Le assaggiatrici – Intervista a Rosella Postorino

A gennaio è uscito Le assaggiatrici, scritto da Rosella Postorino (scrittrice e editor di Einaudi Stile Libero) e pubblicato da Feltrinelli. Il romanzo ci riporta indietro nel tempo, alla Seconda guerra mondiale, e la protagonista, la giovane Rosa Sauer, viene reclutata come assaggiatrice di Hitler.  Insieme a lei, altre nove donne che ogni giorno ingurgitano cibo potenzialmente letale, lo stesso cibo che dopo sarà mangiato dal Führer.  Rosa è chiamata “la berlinese”, è difficile per lei – all’inizio – farsi delle amiche. Poi, nel 1944, arriva  il tenente Ziegler che incute timore, ma non a Rosa che instaurerà col tenente un rapporto intimo e nascosto.
Le assaggiatrici parla di donne, di coercizione, di Storia, di corpo, di cibo, di guerra, ma soprattutto di scelte e dell’impossibilità di scegliere. È di certo un romanzo che fa venire in mente tante domande, ad alcune non riesco ancora oggi a trovare risposta. Ringrazio Rosella Postorino per averlo scritto e per l’intervista.

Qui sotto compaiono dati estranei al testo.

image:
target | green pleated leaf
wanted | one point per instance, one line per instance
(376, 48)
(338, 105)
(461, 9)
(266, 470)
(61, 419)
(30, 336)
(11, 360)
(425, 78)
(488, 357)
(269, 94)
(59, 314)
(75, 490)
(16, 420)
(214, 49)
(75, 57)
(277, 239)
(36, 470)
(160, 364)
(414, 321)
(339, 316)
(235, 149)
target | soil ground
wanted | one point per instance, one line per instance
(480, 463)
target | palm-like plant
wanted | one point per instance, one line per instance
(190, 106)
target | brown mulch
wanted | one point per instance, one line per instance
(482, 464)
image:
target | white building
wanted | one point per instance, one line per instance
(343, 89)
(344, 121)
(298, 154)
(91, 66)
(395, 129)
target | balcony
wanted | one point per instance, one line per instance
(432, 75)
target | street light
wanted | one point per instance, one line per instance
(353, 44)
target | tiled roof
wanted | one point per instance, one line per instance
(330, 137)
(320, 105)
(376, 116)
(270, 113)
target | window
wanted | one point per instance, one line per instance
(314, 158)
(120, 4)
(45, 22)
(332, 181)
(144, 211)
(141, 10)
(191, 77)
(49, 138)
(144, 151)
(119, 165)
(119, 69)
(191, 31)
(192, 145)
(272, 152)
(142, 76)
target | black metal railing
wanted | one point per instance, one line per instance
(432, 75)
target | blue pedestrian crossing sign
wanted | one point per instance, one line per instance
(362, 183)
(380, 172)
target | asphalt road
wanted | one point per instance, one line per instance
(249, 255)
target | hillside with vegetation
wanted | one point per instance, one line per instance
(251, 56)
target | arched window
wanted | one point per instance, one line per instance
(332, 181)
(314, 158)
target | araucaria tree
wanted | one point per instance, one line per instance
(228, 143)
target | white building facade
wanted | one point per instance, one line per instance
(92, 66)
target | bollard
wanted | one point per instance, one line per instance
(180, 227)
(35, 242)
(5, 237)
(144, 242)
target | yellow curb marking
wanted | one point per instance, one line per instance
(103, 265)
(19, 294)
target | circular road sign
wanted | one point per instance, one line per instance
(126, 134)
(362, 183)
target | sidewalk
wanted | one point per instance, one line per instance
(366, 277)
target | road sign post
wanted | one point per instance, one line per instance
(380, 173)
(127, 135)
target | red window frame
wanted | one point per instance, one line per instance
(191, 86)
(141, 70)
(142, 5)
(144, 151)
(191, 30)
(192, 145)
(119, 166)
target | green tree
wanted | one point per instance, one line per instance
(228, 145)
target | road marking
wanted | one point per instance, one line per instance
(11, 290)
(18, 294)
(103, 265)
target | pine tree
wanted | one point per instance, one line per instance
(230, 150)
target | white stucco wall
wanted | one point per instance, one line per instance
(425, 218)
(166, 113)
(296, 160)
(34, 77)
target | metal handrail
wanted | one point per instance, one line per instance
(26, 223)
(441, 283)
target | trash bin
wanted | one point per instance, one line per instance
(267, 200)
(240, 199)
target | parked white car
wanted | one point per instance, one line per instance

Ciao Rosella! Intanto grazie per l’intervista. Immagino che in molti te lo avranno chiesto: com’è nata l’idea di questo romanzo? Quando Margot Wölk è diventata Rosa Sauer? E perché hai deciso di scrivere questo romanzo?
Il romanzo è nato, senza che io lo sapessi ancora, nell’istante in cui leggendo il giornale sono inciampata in un trafiletto che parlava di Margot Wölk, una donna berlinese di 96 anni che da giovane era stata un’assaggiatrice di Hitler. Era il settembre del 2014. Prima di tutto il pezzo mi ha incuriosita: ignoravo che il cibo destinato a Hitler fosse quotidianamente assaggiato da un gruppo di ragazze per controllare che non cover_Le assaggiatricifosse avvelenato. Poi mi ha colpita il fatto che Frau Wölk raccontasse non solo l’angoscia della mensa forzata e dell’ora successiva, passata in caserma in attesa che eventuali sintomi di avvelenamento si manifestassero, ma anche il piacere che il gusto di quel cibo sprigionava. Quella donna era una vittima e una colpevole nello stesso tempo, come lo sono tutti i protagonisti dei miei romanzi: ecco perché non potevo non incontrarla, dovevo assolutamente parlare con lei. L’ho cercata a lungo ma, quando finalmente l’ho trovata, è morta. Così non ho potuto scrivere la sua storia. Ma la sua storia mi aveva chiamata a sé come se mi riguardasse. Ed era così: riguarda chiunque. Tutti rischiamo in ogni momento di morire, tutti siamo progettati per smettere prima o poi di respirare. Questa consapevolezza è un veleno che accettiamo ogni giorno. Il cibo in potenza letale era una metafora perfetta per parlare dei temi che mi stanno a cuore: la colpa accidentale, l’ambivalenza dei sentimenti e dei comportamenti umani, la libertà mai completa, l’illusione di poter sempre scegliere, gli effetti del totalitarismo e delle organizzazioni coercitive sugli esseri umani, la Storia che attraversa le esistenze di persone comuni, marginali, l’amore come una negoziazione di fiducia mai definitiva… Margot è diventata Rosa, e Rosa, che si chiama non a caso come me, è diventata il modo in cui io denunciavo la mia possibile meschinità, la mia possibile colpa, il mio possibile antieroismo, le mia paure tutte umane, il mio attaccamento alla vita –  un attaccamento che non è logicamente comprensibile, a ragionarci sopra. Sarei stata così diversa da Margot se mi fosse capitata la sfortuna che è capitata a lei?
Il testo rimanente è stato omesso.